The solution time of the MCSPS algorithm and IUO method are as shown in Fig. 14. The figure curve is presented on a logarithmic scale with a base of 2. With the increase of the number of cycles, the time complexities of the two algorithms are basically the same. The IUO algorithm usually needs only 16 cycles to obtain a low-precision average windward area result, whereas the MCSPS method needs thousands of cycles to obtain a high-precision result. Thus, the MCSPS algorithm has a longer calculation time than the IUO algorithm.

Figure 14
figure 14

Solution time of the MCSPS algorithm and IUO method for frag 4.

The comparison shows that the IUO algorithm only needs 16 cycles, and the solution time is shorter. However, due to its results are not convergent, the calculation accuracy is not high in solving irregular fragments. The MCSPS algorithm needs thousands of cycles to get a result, but the calculation accuracy is higher. For MCSPS algorithm, within the allowable calculation error range, the calculation efficiency of the algorithm can be improved by reducing the number of cycles.

Application comparison of equivalent modeling method and MCSPS method

To verify the superiority of the MCSPS method in calculating the velocity attenuation of explosive natural fragments, the results of MCSPS method and equivalent modeling method12 were compared with experimental results by static explosion experiments. In the experiment, four stun grenades were used as test samples with a height of 1 m from the ground. The trajectory of fragments was recorded with high-speed photography method of 20,000 frames. After the original image underwent horizontal calibration, size calibration, insertion of grid coordinates, coordinate tracking and velocity fitting, fragment velocity attenuation curve can be obtained, and the process diagram is shown in Fig. 15. With calculating the system of particle external ballistic equations19 and averaging fragments velocities, average velocity attenuation curve of fragments are obtained at a distance of 1–3 m. This experimental data of four stun grenades were compared with the results obtained by MCSPS method and equivalent modeling method, as shown in Fig. 16.

figure 15
figure 15

the process diagram of high speed photography method.

Figure 16
figure 16

Results comparison of different methods for four stun grenades.
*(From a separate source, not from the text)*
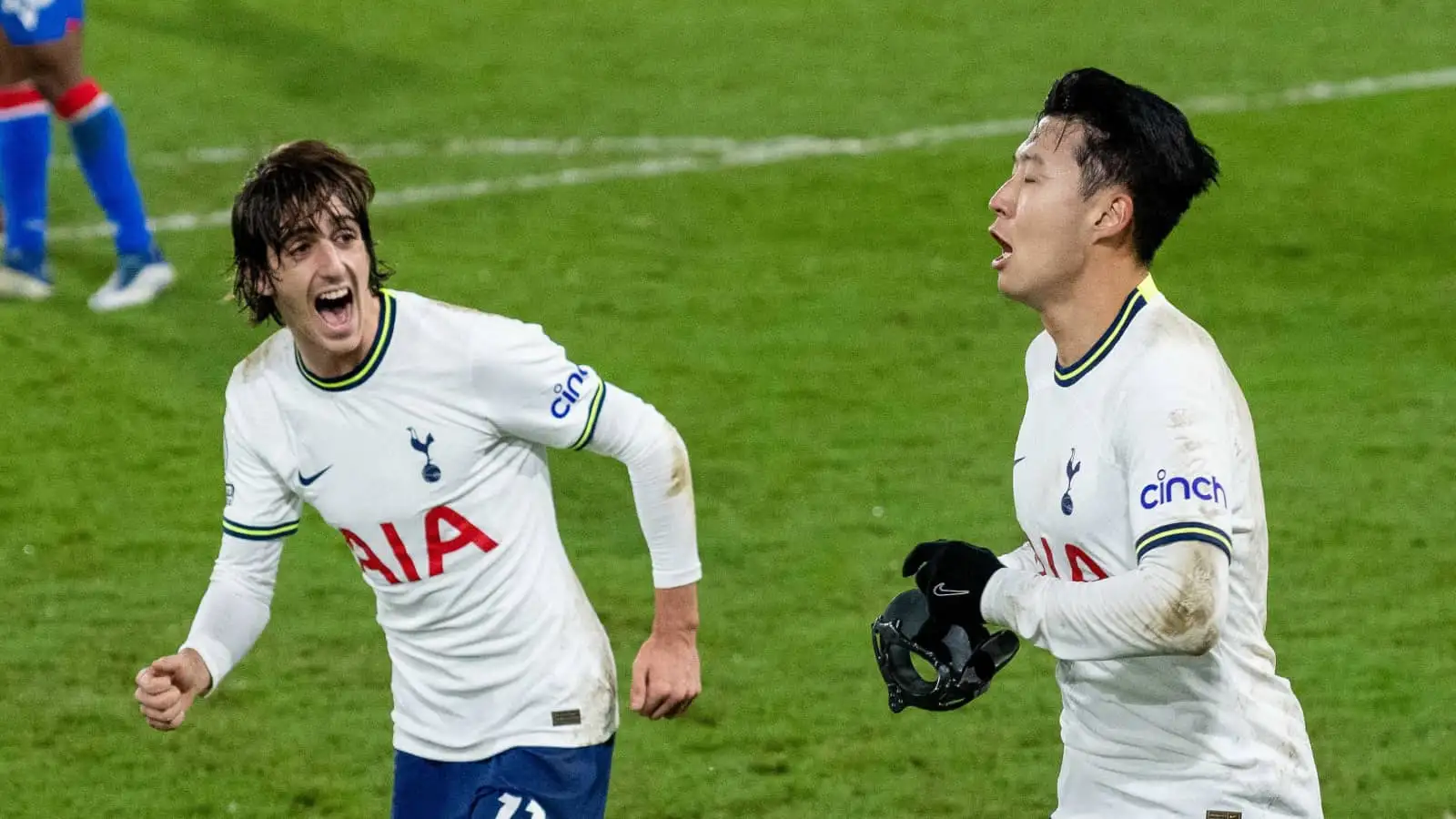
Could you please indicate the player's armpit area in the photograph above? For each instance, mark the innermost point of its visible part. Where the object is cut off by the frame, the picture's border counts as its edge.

In Fig. 16, it can be seen that fragment velocity attenuation curves of the MCSPS method are closer to experimental curve. The maximum velocity errors of four stun grenades at 3 m are respectively 11%, 14%, 12%, and 13% for MCSPS, while the errors of equivalent modeling method are respectively 24%, 26%, 22%, and 42%. The main reason for the results are that ellipsoidal equivalent modeling method will make equivalent windward area of each fragment larger than actual windward area, resulting in faster attenuation of fragment velocity and closer dispersion distance.

There are two main reasons for the error between MCSPS method and experimental results. Firstly, there are natural fragments with small rotating angle velocity, which makes Monte Carlo principle unable to fully reflect flipping law of such fragments; Secondly, MCSPS method uses particle external ballistic equation to calculate dispersion characteristics of fragments, which cannot characterize the impact of near-field shock waves on fragment velocity, resulting in errors between experimental test results and theoretical method results.

Conclusion

The projection area obtained by subdivision projection algorithm is basically the same as that obtained by CAD method, with the maximum calculation error being ≤ 7%. Moreover, the algorithm accuracy is much higher than the 36% calculation error of the equivalent ellipsoid method. The results of the MCSPS algorithm are consistent with the average windward area results obtained from theoretical formula of prefabricated fragments, and the calculation error is ≤ 3%. In comparison with the IUO method, the MCSPS algorithm has better convergence and higher calculation accuracy. The MCSPS algorithm also has good generality, which provides a new method for calculating the dispersion characteristics parameters and terminal effectiveness of numerical simulation fragments automatically.